Вот только оказалось, что на пароходе нужны были не радисты, не штурманы, а кочегары и шел «Вольск» не на запад, в Архангельск, а на восток. И как удержать тачку с углем одной рукой, если второй, тремя пальцами, не ухватишь за рукоять? Да еще качает, и тачка едет не к топкам, а обратно, в бункер...
Он старался вовсю, петлей скреплял рукоятку тачки с запястьем, и спасибо, другие кочегары помогали, но все-таки не выдержал — не от увечья, а опять из-за давнего своего, ленинградского: гланды, проклятые гланды, мучившие с детства, дали о себе знать. В кочегарке жара, а после вахты надо выгружать шлак на палубу, выбрасывать в море, и после жары — холод. Держался сколько мог, а потом доктор сказал, что еще и воспаление легкого прибавилось, и уже ничего не понимал, когда положили на носилки, отвезли в порт Ванино, в низкий барак, заменявший больницу...
А потом сам пошел в порт. Тут уж заявили: давай становись на лебедку; как мешки ворочать одной-то рукой!

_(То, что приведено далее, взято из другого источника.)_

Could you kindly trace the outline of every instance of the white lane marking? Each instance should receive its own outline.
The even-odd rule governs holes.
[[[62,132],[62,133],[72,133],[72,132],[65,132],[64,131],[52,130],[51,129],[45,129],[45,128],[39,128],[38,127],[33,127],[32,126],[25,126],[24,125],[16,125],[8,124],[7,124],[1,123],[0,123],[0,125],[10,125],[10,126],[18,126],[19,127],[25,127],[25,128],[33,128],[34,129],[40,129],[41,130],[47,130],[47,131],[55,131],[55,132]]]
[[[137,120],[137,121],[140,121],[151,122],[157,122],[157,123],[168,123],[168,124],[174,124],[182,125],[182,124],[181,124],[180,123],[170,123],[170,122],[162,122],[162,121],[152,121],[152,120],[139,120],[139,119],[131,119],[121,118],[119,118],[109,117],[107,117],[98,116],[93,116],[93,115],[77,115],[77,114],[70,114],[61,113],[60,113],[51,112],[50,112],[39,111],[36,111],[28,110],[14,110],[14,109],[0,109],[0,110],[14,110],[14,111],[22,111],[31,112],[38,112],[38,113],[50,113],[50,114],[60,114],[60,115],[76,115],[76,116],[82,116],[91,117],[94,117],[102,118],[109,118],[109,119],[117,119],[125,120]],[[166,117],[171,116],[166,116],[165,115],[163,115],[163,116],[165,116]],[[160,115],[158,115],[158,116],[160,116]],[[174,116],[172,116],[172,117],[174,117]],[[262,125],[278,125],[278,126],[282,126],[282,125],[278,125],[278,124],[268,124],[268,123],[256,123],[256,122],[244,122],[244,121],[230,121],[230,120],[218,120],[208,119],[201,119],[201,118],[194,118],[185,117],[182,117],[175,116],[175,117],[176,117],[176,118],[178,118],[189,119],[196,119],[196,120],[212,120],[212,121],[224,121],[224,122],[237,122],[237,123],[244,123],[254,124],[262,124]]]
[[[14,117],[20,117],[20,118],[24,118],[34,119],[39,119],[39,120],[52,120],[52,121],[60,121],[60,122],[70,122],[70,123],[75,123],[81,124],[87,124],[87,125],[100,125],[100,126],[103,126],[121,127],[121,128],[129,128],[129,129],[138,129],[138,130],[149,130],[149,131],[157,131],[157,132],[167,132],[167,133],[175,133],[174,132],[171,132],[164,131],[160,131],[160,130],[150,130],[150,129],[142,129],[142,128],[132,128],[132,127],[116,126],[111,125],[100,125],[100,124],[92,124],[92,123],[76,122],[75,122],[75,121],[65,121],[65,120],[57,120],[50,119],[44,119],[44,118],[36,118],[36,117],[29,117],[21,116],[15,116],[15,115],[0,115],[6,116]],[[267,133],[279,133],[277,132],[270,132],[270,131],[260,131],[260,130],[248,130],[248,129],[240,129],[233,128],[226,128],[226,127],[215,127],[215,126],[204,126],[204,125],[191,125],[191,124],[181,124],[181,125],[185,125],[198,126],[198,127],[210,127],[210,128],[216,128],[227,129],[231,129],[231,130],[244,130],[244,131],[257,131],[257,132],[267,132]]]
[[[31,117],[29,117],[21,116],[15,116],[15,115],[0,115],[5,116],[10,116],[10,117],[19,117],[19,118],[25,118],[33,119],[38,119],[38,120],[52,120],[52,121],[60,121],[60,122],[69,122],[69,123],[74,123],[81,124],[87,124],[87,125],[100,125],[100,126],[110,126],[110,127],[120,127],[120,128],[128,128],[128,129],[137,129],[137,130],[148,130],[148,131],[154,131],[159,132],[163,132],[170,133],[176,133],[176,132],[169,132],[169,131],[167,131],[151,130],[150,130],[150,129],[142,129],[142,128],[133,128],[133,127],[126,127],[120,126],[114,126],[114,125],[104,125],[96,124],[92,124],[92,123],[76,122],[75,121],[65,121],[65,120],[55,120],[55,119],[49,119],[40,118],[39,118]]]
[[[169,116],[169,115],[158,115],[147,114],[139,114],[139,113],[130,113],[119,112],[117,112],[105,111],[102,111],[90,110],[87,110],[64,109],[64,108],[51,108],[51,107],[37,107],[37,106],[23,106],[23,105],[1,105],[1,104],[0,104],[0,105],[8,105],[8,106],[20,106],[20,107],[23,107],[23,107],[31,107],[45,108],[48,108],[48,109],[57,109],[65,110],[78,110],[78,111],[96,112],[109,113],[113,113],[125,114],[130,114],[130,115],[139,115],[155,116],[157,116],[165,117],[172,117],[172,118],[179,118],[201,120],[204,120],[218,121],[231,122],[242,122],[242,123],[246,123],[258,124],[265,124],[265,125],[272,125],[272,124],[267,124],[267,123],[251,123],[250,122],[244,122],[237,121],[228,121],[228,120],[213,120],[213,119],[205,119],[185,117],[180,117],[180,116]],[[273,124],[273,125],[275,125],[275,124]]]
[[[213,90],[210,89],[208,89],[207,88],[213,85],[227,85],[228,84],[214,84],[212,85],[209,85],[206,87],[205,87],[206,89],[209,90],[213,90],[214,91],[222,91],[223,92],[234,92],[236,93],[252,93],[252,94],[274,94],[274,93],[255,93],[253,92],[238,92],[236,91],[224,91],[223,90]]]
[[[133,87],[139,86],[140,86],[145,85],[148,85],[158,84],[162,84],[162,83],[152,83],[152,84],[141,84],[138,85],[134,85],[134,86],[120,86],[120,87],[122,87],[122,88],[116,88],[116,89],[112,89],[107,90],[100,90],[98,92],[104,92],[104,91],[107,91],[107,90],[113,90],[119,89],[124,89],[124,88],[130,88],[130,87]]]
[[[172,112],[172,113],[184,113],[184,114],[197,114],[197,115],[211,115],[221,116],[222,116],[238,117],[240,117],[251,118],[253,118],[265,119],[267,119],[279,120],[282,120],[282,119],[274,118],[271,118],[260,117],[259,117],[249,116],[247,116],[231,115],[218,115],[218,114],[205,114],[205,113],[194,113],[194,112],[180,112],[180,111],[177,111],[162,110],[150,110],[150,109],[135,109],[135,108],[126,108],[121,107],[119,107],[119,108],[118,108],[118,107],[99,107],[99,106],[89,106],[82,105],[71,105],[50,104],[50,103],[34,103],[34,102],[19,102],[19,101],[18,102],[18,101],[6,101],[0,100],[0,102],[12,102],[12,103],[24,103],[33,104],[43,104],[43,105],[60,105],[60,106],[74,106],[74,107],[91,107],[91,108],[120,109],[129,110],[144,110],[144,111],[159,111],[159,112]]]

И осталось только ждать. И главное — не растравлять себя воспоминаниями, не поддаваться на любопытные вопросы. Он уже знал, Сомборский, что тогда труднее, он очень хорошо это знал...
— Все-таки мне интересно, — сказал Левашов, — как же филологи становятся лебедчиками. Я понимаю — война. Но все-таки... У вас, наверное, интересная, поучительная судьба.